I’m frustrated with how long it’s taking me to learn to use my new camera: the best shots in the blog are still from my crappy old iPhone with just one lens.
I’m frustrated with my prose, which has been rushed so I can get all my mediocre photos of this incredible place posted each day. I’ve been careful to describe these economically depressed places without seeming to judge the locals (whom I do not know). I’ve tried to express my frustration with the strong tourist vibe built around White people’s exploration, mining, logging, trapping, all while being simultaneously impressed by stories of heroic survival, amazing sacrifice for others, harmony with this extreme wilderness. There’s just too much contradiction in extremes for me to express with my casual narrative style.
I’m frustrated with the website’s layout, even (above is a mockup of my idea for a new homepage). So, I’ve written almost 600 posts here! Among them are a few pieces I am proud of, but those are lost in the long one-way chronology of travel. I’d like to create a homepage that invites users to open past posts, that shows off past photos, that allows you to view photos full-screen, but I am not a pro and not patient enough to learn.
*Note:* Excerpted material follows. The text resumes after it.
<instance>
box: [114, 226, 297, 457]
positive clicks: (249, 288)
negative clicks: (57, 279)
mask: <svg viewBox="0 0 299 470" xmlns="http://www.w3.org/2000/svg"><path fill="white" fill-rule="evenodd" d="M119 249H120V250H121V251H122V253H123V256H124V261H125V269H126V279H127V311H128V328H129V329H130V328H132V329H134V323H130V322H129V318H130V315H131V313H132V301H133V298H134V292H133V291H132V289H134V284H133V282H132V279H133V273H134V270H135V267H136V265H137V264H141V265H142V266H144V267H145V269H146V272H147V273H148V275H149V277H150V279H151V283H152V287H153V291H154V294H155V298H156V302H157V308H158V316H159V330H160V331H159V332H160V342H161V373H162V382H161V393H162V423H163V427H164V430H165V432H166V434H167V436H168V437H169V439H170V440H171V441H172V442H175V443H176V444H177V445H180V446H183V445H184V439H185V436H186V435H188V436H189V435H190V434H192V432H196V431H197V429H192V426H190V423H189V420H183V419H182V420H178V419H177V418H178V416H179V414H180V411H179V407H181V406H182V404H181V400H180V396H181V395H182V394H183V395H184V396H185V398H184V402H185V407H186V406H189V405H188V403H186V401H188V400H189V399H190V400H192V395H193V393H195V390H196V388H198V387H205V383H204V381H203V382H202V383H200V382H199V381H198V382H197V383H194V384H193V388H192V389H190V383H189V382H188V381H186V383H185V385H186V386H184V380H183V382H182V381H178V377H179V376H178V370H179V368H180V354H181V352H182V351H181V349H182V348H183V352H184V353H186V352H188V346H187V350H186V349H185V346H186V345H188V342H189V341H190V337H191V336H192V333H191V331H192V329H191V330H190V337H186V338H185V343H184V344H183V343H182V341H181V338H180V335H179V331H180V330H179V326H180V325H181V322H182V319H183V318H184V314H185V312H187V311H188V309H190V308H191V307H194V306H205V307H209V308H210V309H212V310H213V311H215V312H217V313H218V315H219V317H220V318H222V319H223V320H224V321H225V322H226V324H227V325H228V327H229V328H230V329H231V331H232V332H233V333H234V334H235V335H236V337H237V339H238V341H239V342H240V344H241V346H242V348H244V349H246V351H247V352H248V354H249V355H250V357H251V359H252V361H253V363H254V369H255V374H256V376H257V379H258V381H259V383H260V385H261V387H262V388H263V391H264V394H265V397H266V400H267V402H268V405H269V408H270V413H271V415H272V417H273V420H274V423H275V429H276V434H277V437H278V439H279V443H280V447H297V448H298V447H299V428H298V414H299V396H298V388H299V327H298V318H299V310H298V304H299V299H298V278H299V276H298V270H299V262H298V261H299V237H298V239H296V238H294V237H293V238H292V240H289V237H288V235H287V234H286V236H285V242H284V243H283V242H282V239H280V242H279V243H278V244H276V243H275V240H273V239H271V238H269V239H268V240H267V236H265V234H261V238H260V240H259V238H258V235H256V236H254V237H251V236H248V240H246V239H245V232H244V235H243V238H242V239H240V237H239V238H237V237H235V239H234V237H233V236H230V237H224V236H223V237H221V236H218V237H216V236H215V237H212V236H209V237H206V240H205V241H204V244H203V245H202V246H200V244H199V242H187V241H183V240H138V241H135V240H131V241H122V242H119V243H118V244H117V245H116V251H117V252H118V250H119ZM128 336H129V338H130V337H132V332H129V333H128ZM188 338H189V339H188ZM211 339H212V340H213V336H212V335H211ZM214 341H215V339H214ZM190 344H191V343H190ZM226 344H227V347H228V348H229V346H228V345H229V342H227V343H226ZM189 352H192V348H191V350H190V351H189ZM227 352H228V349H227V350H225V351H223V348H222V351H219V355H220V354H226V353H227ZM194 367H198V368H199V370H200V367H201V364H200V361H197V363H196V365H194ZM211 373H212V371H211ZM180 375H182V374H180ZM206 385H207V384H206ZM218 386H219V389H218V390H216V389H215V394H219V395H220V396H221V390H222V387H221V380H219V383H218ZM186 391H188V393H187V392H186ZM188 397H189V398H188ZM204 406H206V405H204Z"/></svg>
I meant it when I said that I think with my mouth (in this case, my fingers on the keypad). I’m writing here despite all these frustrations and contradictions because I am not good at thinking without talking. So, my interior check starts here. Thanks for giving me the platform by occasionally reading and commenting!
Out of all that great info I’m only going to comment on Banjo’s release word! I think you’re right about her mixing up the words. When we did puppy school we were told that they’re actually rather poor at learning language and were taught to go ‘uh-uh’ to signal no. Not sure which is easier to change with her, ‘no’ or ‘go’. We use ‘dig dig’ as a release word, taken from my in-laws who use it. No idea why but it’s kind of cute when you say dig!dig! and they dive into the bowl. I don’t like doing too often though because Baxter sits there drooling like a leaking tap and that’s no fun for him OR me!
Eww Baxter! Some of our foster dogs used to drool like crazy, too. I think Tracy was told not to make them wait long because digestive acid would build in their stomachs. Okay, I’m trying to use Okay from now on – what you were taught totally makes sense.
I commend you for being so dedicated to your blog, in spite of your self criticisms! I’d thought about writing one briefly as you know, but am just too lazy. Too lazy mostly to set it up so I can just write. And I balk at the idea of HAVING to write as well. So thanks for sharing your journeys!
Renee, doing a basic set-up is really easy when you use WordPress themes and templates. As long as you don’t have a real specific idea of how you want it to look, you can go with a pre-set design and be writing right away. I’d be happy to walk you through that, if really that’s the main barrier for you. I’d love to read your stories.
I write this thing because now that I’ve started, I can’t stop! It’s a compulsion, not an obligation. I have to keep myself from writing every single day.
Will let you know if I decide to try. Right now I’m so busy hopping from one project to another, I can’t imagine where I’d find the time. And I still would love to write that book about my folks. So it’ll be a while. Things here are not as structured as your lives have to be, as you plan where you’re going and when you have to be there. That means Distractions R Us!
You and Dave are very lucky distracted people!